14 juin 2022 - 18:30
Les tops, les flops et les interrogation

Après chaque Grand Prix, Nextgen-Auto.com vous propose de retrouver les tops et les flops identifiés par la rédaction. Qui mérite d’être applaudi ? Qui, au contraire, doit être critiqué ? Enfin, quels sont les points d’interrogation ou ambiguïtés, qui devront être suivis avec intérêt lors des prochains Grands Prix ? Découvrez-le ci-dessous !

Les tops

Top n°1 : Red Bull rend copie presque parfaite

Chaque Grand prix qui passe ne fait que confirmer la tendance que l’on observe depuis le Grand Prix d’Emilie-Romagne : Red Bull est désormais l’équipe favorite pour les victoires et les titres. Max Verstappen a semblé en difficulté tout le week-end, en retrait d’un Sergio Pérez en grande forme après sa victoire monégasque, mais le Néerlandais cachait en réalité son jeu.

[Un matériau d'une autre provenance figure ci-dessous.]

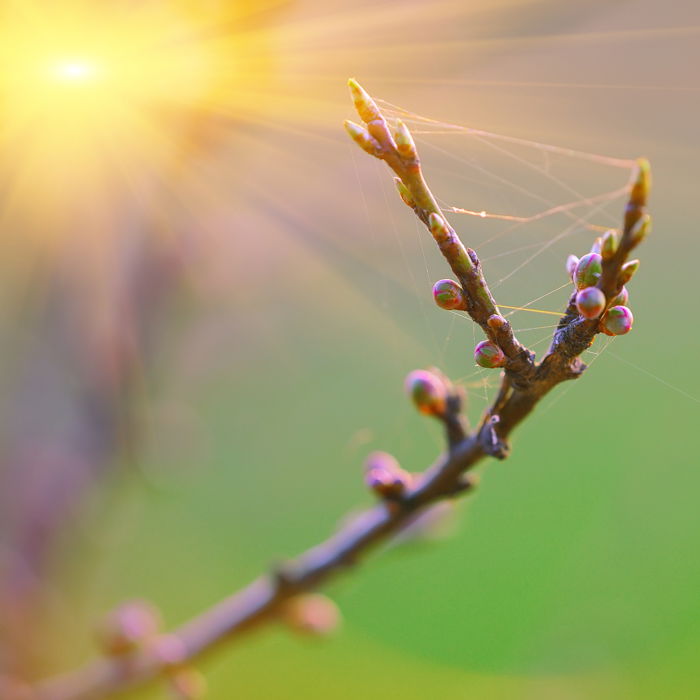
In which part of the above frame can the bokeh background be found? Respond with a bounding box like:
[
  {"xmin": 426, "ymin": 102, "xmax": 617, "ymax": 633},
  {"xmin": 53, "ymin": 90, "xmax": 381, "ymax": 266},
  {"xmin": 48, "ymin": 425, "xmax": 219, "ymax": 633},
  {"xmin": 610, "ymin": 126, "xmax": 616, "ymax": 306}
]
[{"xmin": 0, "ymin": 0, "xmax": 700, "ymax": 700}]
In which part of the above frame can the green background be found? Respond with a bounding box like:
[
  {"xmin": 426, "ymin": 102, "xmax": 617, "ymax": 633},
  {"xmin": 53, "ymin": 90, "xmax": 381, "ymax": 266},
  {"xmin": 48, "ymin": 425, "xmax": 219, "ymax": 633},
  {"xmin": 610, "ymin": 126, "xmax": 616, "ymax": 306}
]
[{"xmin": 43, "ymin": 0, "xmax": 700, "ymax": 700}]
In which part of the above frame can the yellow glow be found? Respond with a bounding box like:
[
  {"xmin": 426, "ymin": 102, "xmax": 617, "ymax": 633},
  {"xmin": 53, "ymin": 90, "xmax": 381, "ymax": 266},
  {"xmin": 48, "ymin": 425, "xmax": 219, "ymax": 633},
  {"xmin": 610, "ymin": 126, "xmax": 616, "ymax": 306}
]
[
  {"xmin": 51, "ymin": 60, "xmax": 97, "ymax": 82},
  {"xmin": 0, "ymin": 0, "xmax": 278, "ymax": 241}
]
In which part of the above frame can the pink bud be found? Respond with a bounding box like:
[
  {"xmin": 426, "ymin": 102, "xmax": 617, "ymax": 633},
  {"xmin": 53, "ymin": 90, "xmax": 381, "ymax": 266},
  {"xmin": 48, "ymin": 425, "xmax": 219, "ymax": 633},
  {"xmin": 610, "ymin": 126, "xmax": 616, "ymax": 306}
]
[
  {"xmin": 474, "ymin": 340, "xmax": 506, "ymax": 369},
  {"xmin": 406, "ymin": 369, "xmax": 447, "ymax": 416},
  {"xmin": 576, "ymin": 287, "xmax": 605, "ymax": 319},
  {"xmin": 283, "ymin": 593, "xmax": 341, "ymax": 637},
  {"xmin": 600, "ymin": 306, "xmax": 634, "ymax": 335}
]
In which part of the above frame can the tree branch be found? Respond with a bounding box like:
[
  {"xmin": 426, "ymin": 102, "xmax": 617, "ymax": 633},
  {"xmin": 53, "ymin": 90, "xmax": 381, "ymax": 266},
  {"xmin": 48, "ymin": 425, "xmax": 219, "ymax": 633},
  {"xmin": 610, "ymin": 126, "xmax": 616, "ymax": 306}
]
[{"xmin": 24, "ymin": 81, "xmax": 650, "ymax": 700}]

Ou en tout cas, il préparait parfaitement sa course, puisque rien ne l’a empêché de dominer après l’abandon de la Ferrari de Charles Leclerc. Oui, il a bénéficié d’une consigne au sein de l’équipe autrichienne, mais comment ne pas la comprendre ? Au moment où Red Bull dit à Pérez de ne pas se battre, Verstappen venait de lui reprendre plus d’une seconde au tour. En proie à des difficultés pour remettre ses pneus médiums en température, le Mexicain lui concède même trois secondes pleines dans le tour où il laisse passer son équipier.

Au final, les deux hommes ont pu gérer leur course en tête et n’ont pas eu de mal à aller chercher les 44 points du doublé et du meilleur tour, l’œuvre de Pérez. Seules les qualifications restent toujours un point négatif, puisque les cinq dernières pole positions sont revenues à Leclerc, mais le dimanche sourit encore et toujours à Red Bull. Les deux pilotes sont désormais en tête du championnat, Leclerc pointant à 34 points de Verstappen, et Red Bull possède 80 unités de marge chez les constructeurs.

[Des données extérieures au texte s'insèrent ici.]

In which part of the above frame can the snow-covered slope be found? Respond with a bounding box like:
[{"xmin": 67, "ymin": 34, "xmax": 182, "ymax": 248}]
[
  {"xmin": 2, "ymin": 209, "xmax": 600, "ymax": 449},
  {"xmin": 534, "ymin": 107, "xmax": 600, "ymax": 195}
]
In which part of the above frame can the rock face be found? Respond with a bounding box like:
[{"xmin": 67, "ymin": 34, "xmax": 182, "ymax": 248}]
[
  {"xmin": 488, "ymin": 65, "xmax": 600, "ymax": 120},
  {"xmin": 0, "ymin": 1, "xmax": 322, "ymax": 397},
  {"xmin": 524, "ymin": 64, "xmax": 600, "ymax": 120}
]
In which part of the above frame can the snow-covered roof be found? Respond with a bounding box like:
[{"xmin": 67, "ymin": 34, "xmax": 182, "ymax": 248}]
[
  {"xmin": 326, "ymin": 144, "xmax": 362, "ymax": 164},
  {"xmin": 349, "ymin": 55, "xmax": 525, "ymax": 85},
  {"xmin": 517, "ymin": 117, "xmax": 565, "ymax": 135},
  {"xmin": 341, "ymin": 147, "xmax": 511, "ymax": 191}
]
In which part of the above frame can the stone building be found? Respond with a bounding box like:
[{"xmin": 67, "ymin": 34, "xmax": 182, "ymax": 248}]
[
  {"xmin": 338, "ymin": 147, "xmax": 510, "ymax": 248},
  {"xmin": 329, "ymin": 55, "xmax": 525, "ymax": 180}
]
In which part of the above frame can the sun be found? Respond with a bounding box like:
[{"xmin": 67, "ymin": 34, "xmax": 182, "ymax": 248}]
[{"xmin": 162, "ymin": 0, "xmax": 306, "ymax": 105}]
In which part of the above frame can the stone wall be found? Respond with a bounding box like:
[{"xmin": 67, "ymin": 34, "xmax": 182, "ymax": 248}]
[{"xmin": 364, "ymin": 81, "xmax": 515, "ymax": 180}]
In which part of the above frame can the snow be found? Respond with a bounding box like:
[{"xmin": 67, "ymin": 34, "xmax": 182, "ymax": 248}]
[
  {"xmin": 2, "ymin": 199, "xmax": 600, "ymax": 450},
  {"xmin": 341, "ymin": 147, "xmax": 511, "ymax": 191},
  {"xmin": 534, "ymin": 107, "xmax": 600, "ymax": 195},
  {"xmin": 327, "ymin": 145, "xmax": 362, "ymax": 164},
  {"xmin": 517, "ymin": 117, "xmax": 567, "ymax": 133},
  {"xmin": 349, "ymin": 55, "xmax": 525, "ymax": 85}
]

Top n°2 : Le métronome George Russell

Difficile de trouver des imperfections dans la copie qu’a délivrée George Russell ce week-end à Bakou. Le pilote Mercedes F1 s’est qualifié cinquième, soit meilleur des autres, et a terminé troisième, soit meilleur des autres aussi. Derrière Red Bull et Ferrari, le Britannique est désormais le pilote le plus rapide, et de loin. Il a devancé Pierre Gasly en qualifications, et Lewis Hamilton en course.

Le GP d’Azerbaïdjan vient confirmer ce que l’on voit de Russell depuis le début de saison, une régularité hors pair et des courses sans erreurs ni pertes de rythme. Grâce à cela, il signe son troisième podium de l’année, son quatrième en carrière, et enchaîne avec une huitième arrivée dans le top 5.

Celui que son équipe appelle M. Régularité (Mr Consitency) aimerait se battre pour des victoires, mais se félicite déjà de battre son équipier et d’inscrire des gros points chaque week-end. Cela lui permet, par ailleurs, de pointer quatrième au championnat du monde des pilotes, quasiment à équidistance entre les pilotes Ferrari.

Top n°3 : Gasly et Vettel confirment leur affection pour Bakou

Respectivement troisième et deuxième l’année dernière dans la capitale azérie, Pierre Gasly et Sebastian Vettel ont bouclé l’édition 2022 du Grand Prix d’Azerbaïdjan en cinquième et sixième positions. Ils signent chacun leur meilleur résultat de la saison, ce qui leur permet de revenir dans la lutte du peloton au championnat. Le Français pointe en dixième place, à égalité avec Fernando Alonso, et le pilote Aston Martin F1 est 14e, à trois points de Gasly.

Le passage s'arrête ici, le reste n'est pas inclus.